Research on fault diagnosis of multi-mode electromechanical compound transmission system for hybrid electric vehicle based on global analytical redundancy relations

In order to effectively monitor the operational status and detect faults within a hybrid electric vehicle during mode transitions, this study focuses on a specific power-split hybrid electric vehicle model known as the multimode electromechanical composite transmission system (MM-EMCTS HEV). Taking into account the actual occurrence frequency and simulatability of faults in MM-EMCTS HEV, key faults are extracted. Based on the distinctive characteristics and properties of critical system faults, a fault diagnosis framework is constructed by leveraging global analytical redundancy relations (GARRs).
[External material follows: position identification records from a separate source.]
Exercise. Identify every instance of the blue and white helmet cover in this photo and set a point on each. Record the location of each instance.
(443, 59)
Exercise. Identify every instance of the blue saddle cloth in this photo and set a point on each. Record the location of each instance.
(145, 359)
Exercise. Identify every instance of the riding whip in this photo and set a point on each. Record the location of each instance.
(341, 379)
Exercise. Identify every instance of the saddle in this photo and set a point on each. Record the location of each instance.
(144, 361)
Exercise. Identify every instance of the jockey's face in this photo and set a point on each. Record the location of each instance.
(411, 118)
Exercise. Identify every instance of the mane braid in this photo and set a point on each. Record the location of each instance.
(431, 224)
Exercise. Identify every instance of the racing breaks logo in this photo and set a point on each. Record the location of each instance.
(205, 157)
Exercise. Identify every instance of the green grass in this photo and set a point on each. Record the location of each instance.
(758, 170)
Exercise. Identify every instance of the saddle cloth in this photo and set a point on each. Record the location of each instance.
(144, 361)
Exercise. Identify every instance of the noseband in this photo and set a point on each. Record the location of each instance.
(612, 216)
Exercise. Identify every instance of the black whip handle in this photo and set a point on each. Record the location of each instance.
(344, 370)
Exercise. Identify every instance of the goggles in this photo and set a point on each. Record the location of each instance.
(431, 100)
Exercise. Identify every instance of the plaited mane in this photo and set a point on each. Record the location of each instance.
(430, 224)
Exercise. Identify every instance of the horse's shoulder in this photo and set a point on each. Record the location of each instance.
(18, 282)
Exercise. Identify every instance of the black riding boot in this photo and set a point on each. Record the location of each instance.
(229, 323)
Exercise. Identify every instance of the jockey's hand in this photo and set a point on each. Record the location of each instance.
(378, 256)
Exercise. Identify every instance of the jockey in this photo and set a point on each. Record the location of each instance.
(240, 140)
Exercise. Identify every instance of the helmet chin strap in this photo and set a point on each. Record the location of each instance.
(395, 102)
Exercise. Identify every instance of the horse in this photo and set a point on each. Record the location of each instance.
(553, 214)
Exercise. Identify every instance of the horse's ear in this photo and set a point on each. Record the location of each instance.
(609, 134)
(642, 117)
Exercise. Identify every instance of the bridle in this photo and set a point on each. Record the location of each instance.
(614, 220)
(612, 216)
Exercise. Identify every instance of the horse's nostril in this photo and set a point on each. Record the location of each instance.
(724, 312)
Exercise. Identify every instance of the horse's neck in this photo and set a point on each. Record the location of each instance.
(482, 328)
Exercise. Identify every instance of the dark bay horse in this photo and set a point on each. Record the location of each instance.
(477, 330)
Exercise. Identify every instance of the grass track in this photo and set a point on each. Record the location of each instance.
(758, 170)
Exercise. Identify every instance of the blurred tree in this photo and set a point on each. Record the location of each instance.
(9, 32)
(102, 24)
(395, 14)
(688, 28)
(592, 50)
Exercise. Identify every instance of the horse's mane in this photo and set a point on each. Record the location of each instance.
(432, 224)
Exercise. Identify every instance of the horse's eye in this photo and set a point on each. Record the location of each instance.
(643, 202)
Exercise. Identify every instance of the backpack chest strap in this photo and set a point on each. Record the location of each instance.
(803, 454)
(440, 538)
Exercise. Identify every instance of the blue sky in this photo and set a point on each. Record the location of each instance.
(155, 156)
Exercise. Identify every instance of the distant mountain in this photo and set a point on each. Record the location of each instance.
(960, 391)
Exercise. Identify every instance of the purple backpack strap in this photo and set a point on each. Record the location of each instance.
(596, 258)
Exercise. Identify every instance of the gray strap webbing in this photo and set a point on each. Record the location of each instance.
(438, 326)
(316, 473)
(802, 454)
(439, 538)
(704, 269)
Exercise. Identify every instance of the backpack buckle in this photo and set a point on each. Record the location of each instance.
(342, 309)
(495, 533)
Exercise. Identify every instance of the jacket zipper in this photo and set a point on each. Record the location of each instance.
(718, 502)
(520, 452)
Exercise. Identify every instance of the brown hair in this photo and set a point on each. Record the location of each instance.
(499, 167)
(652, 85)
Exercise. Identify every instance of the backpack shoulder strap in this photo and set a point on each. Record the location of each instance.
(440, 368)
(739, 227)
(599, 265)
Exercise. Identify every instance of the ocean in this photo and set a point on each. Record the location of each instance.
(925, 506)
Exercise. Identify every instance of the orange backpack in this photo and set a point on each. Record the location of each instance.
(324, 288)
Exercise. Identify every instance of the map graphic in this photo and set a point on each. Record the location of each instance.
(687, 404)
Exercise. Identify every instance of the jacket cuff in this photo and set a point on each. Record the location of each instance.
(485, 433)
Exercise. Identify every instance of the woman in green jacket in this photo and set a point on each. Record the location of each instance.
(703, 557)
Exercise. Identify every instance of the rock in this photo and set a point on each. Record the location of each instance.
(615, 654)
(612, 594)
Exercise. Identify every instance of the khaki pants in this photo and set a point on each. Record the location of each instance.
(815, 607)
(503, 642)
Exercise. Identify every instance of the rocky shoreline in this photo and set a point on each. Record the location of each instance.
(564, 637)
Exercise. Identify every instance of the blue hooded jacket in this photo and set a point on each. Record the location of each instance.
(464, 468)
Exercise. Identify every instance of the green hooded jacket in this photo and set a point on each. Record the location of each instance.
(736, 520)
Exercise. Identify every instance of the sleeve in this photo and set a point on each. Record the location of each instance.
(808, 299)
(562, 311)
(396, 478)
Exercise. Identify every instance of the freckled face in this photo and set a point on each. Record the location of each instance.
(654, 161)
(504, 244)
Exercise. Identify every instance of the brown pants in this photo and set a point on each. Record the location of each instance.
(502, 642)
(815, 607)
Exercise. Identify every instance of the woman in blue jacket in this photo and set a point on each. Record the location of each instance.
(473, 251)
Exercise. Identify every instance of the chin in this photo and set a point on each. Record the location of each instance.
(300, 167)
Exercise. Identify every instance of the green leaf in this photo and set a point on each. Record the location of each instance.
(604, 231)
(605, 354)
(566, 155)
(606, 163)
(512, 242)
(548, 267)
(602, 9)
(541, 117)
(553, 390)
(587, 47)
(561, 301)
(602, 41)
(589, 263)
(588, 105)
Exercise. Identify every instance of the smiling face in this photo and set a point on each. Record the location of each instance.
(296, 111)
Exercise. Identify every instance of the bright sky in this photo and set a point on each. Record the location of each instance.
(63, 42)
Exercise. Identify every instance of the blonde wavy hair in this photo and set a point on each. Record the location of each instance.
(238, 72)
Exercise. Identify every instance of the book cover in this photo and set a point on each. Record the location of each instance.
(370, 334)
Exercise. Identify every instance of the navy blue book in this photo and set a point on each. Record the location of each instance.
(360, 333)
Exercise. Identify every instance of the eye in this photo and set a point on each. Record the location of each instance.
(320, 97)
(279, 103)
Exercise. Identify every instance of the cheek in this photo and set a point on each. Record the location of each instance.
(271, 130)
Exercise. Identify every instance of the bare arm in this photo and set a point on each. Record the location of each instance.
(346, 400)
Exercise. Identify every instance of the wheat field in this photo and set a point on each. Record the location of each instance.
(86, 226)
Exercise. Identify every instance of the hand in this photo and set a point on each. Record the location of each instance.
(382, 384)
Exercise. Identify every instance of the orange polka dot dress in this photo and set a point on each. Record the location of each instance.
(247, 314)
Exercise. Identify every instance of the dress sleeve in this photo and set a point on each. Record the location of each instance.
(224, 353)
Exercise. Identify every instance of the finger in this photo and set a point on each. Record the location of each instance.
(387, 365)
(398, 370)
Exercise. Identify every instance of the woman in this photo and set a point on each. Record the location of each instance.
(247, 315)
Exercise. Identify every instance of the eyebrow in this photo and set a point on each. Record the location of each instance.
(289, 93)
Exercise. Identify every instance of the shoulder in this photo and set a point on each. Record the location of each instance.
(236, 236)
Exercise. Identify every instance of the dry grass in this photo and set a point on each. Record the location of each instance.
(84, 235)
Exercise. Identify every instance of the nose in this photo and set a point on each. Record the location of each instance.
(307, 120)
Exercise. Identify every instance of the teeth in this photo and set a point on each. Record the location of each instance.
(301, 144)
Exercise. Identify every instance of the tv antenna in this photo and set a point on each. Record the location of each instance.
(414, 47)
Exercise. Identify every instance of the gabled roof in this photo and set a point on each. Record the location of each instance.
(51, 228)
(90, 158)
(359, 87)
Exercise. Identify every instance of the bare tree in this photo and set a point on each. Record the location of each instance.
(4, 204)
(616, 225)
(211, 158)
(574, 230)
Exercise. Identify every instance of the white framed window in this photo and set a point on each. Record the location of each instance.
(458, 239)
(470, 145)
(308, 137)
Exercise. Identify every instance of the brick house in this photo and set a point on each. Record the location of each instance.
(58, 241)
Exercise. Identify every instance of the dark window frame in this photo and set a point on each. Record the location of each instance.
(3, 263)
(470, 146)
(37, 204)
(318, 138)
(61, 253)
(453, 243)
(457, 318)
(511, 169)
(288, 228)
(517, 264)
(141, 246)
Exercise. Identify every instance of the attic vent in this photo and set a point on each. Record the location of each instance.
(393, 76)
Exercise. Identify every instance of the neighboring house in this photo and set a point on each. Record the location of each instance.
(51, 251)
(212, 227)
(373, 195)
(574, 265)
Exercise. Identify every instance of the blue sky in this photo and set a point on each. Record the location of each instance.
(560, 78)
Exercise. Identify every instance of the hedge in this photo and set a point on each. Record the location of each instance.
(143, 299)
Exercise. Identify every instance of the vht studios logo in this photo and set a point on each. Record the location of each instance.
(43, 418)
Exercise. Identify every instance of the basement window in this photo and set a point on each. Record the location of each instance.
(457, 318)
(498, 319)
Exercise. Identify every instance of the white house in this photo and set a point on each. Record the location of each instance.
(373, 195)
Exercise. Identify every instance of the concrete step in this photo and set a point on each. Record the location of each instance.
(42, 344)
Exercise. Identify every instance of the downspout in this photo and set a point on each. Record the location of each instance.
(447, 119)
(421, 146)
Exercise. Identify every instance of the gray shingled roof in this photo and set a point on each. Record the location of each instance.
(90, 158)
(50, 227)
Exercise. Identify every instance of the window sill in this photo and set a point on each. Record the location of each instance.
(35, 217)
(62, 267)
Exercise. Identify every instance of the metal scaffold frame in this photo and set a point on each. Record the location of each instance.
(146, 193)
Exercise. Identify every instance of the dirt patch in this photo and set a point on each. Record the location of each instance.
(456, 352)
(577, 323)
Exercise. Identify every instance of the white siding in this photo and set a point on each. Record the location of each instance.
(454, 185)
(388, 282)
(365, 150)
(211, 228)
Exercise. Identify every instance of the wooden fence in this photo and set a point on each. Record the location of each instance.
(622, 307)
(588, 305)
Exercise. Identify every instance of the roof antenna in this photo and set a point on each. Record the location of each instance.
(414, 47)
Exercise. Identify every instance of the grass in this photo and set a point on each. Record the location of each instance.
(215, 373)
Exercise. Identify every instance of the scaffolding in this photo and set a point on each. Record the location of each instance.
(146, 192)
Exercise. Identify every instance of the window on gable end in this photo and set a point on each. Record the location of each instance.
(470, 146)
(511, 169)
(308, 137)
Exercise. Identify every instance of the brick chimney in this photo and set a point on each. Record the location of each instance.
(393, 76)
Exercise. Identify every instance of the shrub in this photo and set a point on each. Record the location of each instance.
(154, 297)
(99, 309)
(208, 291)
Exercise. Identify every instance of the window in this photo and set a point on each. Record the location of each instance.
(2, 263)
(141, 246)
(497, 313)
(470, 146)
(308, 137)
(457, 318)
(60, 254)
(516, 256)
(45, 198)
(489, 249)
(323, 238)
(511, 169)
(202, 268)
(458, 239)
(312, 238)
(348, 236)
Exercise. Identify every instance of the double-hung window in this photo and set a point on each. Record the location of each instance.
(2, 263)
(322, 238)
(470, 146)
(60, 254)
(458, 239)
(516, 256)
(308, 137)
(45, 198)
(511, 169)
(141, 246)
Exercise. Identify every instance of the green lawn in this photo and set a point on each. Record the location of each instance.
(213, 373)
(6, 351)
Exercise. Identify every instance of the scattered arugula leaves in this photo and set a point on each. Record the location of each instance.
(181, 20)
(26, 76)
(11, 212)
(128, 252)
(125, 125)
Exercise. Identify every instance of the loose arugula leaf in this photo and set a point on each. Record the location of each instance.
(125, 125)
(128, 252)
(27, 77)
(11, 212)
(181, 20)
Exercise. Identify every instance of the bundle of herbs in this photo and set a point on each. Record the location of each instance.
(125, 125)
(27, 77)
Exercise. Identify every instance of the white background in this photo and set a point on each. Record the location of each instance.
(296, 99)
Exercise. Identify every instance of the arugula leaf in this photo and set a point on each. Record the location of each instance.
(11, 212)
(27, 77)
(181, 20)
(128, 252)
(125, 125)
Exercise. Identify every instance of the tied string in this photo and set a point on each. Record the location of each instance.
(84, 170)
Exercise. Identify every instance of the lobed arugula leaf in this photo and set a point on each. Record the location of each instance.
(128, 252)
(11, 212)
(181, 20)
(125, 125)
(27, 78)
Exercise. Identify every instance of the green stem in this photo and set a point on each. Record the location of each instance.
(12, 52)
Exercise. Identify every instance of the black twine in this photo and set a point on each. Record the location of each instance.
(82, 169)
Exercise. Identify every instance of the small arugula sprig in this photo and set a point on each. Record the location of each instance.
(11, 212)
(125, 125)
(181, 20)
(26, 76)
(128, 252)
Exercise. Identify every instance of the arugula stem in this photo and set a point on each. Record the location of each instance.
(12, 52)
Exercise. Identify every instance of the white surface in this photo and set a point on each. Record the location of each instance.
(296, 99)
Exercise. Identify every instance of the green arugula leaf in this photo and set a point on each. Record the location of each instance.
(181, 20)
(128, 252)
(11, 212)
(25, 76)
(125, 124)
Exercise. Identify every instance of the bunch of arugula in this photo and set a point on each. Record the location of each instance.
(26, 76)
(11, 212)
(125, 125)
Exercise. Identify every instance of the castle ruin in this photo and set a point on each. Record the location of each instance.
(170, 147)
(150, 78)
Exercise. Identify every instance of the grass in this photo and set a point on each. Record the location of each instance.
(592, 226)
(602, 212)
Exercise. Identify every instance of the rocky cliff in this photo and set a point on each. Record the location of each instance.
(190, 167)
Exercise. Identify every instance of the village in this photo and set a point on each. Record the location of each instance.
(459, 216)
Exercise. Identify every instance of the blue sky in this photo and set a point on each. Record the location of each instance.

This framework encompasses strategies for residual generation across sensors, actuators, and controlled components, alongside residual evaluation techniques employing mode-dependent adaptive thresholds. The detectability and isolatability of the MM-EMCTS are thoroughly analyzed. Subsequently, simulation and verification of the residual responses under typical faults in the MM-EMCTS are implemented in Matlab/Simulink and Simscape. The results demonstrate the efficacy of the fault diagnosis method, rooted in global analytical redundancy relations and mode-dependent adaptive thresholds, in successfully detecting and isolating faults within multimode electromechanical composite transmission systems. Furthermore, compared to conventional fixed threshold residual evaluation approaches, this method significantly mitigates the occurrence of missed detections, thus verifying the effectiveness and superiority of the proposed method.